May 31, 2024 - News

More booze for Boston after House vote

A barroom

The Quiet Few in East Boston. Photo: Erin Clark/The Boston Globe via Getty Images

House lawmakers are prepared to give restaurants in Boston a few more liquor licenses dedicated to neighborhoods thirsty for more beer, wine and cocktails with their meals.

Why it matters: Boston neighborhoods underserved by sit-down restaurants could soon see more eateries with full-service bars.

Driving the news: The House passed a bill granting 205 new non-transferable licenses for food-serving restaurants in lower-income neighborhoods like Dorchester, Roxbury, Mattapan, East Boston and Jamaica Plain.

  • 15 non-transferable licenses would go to nonprofits and three more licenses would be dedicated to Oak Square in Brighton.
  • The bill would also add seven transferable licenses that could be used anywhere in the city.
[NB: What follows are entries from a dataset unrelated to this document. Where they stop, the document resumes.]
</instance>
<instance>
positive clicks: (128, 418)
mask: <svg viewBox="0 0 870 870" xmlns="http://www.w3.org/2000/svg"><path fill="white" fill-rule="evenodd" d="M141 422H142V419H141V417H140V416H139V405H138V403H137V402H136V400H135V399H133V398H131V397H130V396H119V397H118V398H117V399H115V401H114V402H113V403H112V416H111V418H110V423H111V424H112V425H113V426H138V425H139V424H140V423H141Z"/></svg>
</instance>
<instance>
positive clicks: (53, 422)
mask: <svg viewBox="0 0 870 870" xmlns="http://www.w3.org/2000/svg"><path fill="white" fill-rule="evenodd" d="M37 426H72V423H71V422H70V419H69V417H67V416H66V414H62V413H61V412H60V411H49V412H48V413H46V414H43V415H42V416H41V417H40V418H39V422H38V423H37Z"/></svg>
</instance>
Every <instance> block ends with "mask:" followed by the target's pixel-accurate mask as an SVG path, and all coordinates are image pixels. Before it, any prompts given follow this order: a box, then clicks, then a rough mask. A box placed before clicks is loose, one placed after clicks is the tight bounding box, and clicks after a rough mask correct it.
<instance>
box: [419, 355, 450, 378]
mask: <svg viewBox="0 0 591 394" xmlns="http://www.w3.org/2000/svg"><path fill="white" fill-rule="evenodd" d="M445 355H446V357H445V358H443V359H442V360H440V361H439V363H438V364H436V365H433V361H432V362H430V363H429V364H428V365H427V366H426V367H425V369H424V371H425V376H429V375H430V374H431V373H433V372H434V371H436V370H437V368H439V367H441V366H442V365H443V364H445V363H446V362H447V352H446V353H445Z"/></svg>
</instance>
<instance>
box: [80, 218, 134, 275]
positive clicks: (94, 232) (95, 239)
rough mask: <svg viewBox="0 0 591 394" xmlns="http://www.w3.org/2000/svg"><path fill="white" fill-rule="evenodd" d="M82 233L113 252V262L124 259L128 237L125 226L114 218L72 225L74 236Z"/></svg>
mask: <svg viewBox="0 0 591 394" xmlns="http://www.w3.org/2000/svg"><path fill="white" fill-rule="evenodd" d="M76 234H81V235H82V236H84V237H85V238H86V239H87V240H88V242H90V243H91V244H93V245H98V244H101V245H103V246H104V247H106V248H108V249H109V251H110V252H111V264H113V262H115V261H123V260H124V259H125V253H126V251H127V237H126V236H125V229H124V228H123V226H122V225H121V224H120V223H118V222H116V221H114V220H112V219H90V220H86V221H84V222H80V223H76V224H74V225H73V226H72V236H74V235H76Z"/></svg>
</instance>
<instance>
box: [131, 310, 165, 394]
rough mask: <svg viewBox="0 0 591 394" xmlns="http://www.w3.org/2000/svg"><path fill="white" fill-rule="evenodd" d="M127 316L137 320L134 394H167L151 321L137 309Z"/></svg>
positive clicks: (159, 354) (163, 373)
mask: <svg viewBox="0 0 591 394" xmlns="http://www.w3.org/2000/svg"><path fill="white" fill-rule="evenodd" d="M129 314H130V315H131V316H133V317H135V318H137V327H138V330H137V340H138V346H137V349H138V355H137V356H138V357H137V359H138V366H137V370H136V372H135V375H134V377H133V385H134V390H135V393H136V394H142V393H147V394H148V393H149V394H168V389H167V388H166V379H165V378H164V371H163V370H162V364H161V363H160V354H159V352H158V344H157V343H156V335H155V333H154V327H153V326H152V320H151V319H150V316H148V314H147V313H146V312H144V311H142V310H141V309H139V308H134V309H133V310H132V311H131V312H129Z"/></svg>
Between the lines: Boston does not set its own liquor license cap, the state Legislature does. Getting lawmakers to budge on raising the cap for licenses is no small feat.

  • Boston electeds have been trying to expand the number of licenses available to city businesses for years.
  • The city's licenses are capped at about 1,400. Heavy regulation and so few transferable licenses have sent the price of licenses sky high.
  • Buying a full transferable liquor license from an existing licensee could cost as much as $600,000. That's out of the price range for many smaller operators.

The intrigue: Gov. Maura Healey attempted to dip her toe into the muddy politics of liquor licenses earlier this year, but scrapped her plan at the last minute and left it to lawmakers.

What's next: The Senate, where the Boston delegation is a bit weaker, still needs to approve the expansion.

  • The chambers are taking up the bill with only two months left in their lawmaking session, the crunch time when some popular bills fail to get over the finish line to become law.